Fakta Penting Tentang Film Dirty Vote yang Menghebohkan Netizen Jelang Pemilu 2024
Di tengah masa tenang menjelang Pemilu 2024, gemparlah netizen Indonesia oleh munculnya sebuah film dokumenter yang menohok, berjudul “Dirty Vote.” Disutradarai oleh Dandhy Dwi Laksono, seorang mantan jurnalis yang dikenal karena liputannya yang tajam dan investigatif, film ini menjadi sorotan utama di berbagai media sosial dan platform online sejak dirilis pada Minggu (11/2/2024).

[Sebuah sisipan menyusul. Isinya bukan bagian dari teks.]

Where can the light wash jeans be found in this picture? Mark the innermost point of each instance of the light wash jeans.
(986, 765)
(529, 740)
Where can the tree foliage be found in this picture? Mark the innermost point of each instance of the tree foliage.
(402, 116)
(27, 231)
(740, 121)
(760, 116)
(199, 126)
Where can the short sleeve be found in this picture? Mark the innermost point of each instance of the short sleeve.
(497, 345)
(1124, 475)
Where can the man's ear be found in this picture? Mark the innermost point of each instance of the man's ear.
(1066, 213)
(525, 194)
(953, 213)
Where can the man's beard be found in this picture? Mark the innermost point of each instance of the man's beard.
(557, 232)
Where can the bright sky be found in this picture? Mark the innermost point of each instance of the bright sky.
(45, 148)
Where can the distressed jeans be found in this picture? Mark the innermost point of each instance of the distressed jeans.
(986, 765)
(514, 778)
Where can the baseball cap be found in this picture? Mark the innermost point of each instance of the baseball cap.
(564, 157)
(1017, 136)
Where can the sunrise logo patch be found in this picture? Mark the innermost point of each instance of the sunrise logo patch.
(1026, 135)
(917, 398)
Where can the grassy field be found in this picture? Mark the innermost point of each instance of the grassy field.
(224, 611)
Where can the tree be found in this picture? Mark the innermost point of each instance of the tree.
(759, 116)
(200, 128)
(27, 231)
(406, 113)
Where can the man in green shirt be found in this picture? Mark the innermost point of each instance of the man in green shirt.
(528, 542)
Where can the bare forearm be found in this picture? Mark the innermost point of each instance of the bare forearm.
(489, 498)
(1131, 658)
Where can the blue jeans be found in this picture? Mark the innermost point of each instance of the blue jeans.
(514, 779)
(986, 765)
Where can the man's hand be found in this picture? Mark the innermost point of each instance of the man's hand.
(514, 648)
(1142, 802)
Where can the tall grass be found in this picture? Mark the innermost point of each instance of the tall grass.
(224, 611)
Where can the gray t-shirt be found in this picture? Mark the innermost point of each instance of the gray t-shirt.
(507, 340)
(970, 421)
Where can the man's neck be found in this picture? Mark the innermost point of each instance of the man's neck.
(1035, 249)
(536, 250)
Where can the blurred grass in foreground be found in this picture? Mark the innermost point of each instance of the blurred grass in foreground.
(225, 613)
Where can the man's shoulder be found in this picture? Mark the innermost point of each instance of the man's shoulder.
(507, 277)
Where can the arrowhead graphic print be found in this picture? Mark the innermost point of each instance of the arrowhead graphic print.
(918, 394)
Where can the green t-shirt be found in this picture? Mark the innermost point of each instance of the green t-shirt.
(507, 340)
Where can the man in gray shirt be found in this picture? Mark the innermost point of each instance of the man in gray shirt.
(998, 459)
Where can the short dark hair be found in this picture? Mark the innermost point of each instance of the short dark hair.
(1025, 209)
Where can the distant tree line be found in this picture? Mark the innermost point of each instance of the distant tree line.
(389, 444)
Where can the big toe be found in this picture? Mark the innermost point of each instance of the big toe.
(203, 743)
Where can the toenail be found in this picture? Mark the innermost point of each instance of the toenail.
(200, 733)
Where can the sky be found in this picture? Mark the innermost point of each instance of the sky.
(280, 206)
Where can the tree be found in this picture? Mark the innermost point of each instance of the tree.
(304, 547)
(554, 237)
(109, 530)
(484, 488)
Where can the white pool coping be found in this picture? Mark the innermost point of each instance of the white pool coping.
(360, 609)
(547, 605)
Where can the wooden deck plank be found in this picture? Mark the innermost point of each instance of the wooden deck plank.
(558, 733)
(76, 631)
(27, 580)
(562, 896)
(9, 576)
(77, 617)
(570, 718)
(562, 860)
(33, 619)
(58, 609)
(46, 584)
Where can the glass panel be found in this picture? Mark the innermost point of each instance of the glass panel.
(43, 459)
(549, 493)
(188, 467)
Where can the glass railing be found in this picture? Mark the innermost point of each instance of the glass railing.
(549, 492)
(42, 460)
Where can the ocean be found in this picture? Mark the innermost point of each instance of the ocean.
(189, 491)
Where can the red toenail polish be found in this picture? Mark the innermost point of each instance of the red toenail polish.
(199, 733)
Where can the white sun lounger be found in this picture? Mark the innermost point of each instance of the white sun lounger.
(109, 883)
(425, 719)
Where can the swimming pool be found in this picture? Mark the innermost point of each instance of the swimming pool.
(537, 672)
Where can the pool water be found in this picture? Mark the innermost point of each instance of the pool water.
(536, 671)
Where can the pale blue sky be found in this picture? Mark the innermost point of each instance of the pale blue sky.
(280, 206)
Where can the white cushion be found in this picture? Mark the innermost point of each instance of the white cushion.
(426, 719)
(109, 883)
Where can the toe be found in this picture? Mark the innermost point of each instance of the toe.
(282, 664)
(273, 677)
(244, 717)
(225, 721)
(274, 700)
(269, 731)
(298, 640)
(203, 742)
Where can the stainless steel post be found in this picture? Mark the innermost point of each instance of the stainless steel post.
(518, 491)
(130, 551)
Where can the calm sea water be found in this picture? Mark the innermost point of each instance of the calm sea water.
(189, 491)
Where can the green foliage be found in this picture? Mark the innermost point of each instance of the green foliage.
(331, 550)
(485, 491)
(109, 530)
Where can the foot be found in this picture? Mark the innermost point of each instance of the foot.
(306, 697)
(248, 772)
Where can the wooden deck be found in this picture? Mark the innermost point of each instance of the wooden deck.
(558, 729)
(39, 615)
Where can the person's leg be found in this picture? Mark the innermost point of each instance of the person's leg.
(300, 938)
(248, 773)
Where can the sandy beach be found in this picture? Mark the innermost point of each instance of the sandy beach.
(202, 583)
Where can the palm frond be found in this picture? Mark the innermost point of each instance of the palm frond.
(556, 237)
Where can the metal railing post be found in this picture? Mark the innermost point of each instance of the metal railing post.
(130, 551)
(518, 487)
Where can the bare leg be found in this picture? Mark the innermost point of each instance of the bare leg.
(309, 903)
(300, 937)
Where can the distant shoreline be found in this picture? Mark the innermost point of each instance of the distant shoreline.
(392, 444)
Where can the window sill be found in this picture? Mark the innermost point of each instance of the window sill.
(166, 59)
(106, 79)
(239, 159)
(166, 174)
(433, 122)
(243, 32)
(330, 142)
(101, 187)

Fakta Penting Mengenai Film Dirty Vote
-
Sutradara Berpengalaman:
Dandhy Dwi Laksono, sutradara film ini, telah menghasilkan beberapa film dokumenter yang menggugah sebelumnya, seperti “Ketujuh” (2014), “Jakarta Unfair” (2017), dan “Sexy Killers” (2019). Dirty Vote adalah karya terbarunya yang mengangkat isu krusial terkait Pemilu 2024.
-
Kontribusi Para Pakar Hukum:
Tiga pakar hukum tata negara, yaitu Zainal Arifin Mochtar, Bivitri Susanti, dan Feri Amsari, turut berkontribusi dalam film ini. Mereka mengurai berbagai instrumen kekuasaan yang digunakan untuk memenangkan pemilu dan merusak demokrasi, melalui analisis hukum yang mendalam.
-
Trending di Media Sosial:
Film Dirty Vote menjadi trending topik di berbagai platform media sosial, seperti Twitter, dengan lebih dari 450 ribu unggahan yang membicarakannya. Banyak tokoh publik dan influencer yang ikut mengomentari film ini, menciptakan kehebohan yang besar di ranah maya.
-
Reaksi dari Pihak Terkait:
Tim Kampanye Nasional (TKN) dari pasangan Prabowo-Gibran merespons film ini dengan menggelar jumpa pers. Mereka menilai bahwa sebagian besar isi film adalah fitnah dan tidak argumentatif. Namun, hal ini justru memicu perdebatan lebih lanjut di tengah masyarakat.+
-
Isi dan Konten Film:
Dalam durasi hampir dua jam, film ini membongkar berbagai desain kecurangan yang diduga terjadi dalam Pemilu 2024. Mulai dari ketidaknetralan pejabat publik, penggunaan infrastruktur kekuasaan, hingga pelanggaran etik di lembaga-lembaga negara.
-
Kolaborasi yang Luas:
Berbagai lembaga dan organisasi, seperti Aliansi Jurnalis Independen, Greenpeace Indonesia, dan Indonesia Corruption Watch, terlibat sebagai kolaborator dalam pembuatan film ini. Mereka memiliki peran penting dalam mendukung narasi yang disampaikan oleh Dirty Vote.
-
Tersedia Online:
Film ini tersedia secara online melalui platform YouTube PSHK (Pusat Studi Hukum dan Kebijakan) Indonesia. Linknya tersebar luas di berbagai media sosial, memungkinkan masyarakat untuk mengaksesnya dengan mudah.
Kesimpulan
“Dirty Vote” bukan sekadar film dokumenter biasa, melainkan sebuah pengungkapan yang menggetarkan tentang dugaan kecurangan dalam Pemilu 2024. Dengan menggandeng pakar-pakar hukum tata negara dan melalui kolaborasi yang luas dengan berbagai lembaga, film ini memberikan sorotan yang tajam terhadap kondisi politik Indonesia saat ini. Menontonnya bukan hanya sebuah hiburan, tetapi juga sebuah panggilan untuk merenungkan dan bertindak terhadap masalah demokrasi di negeri ini.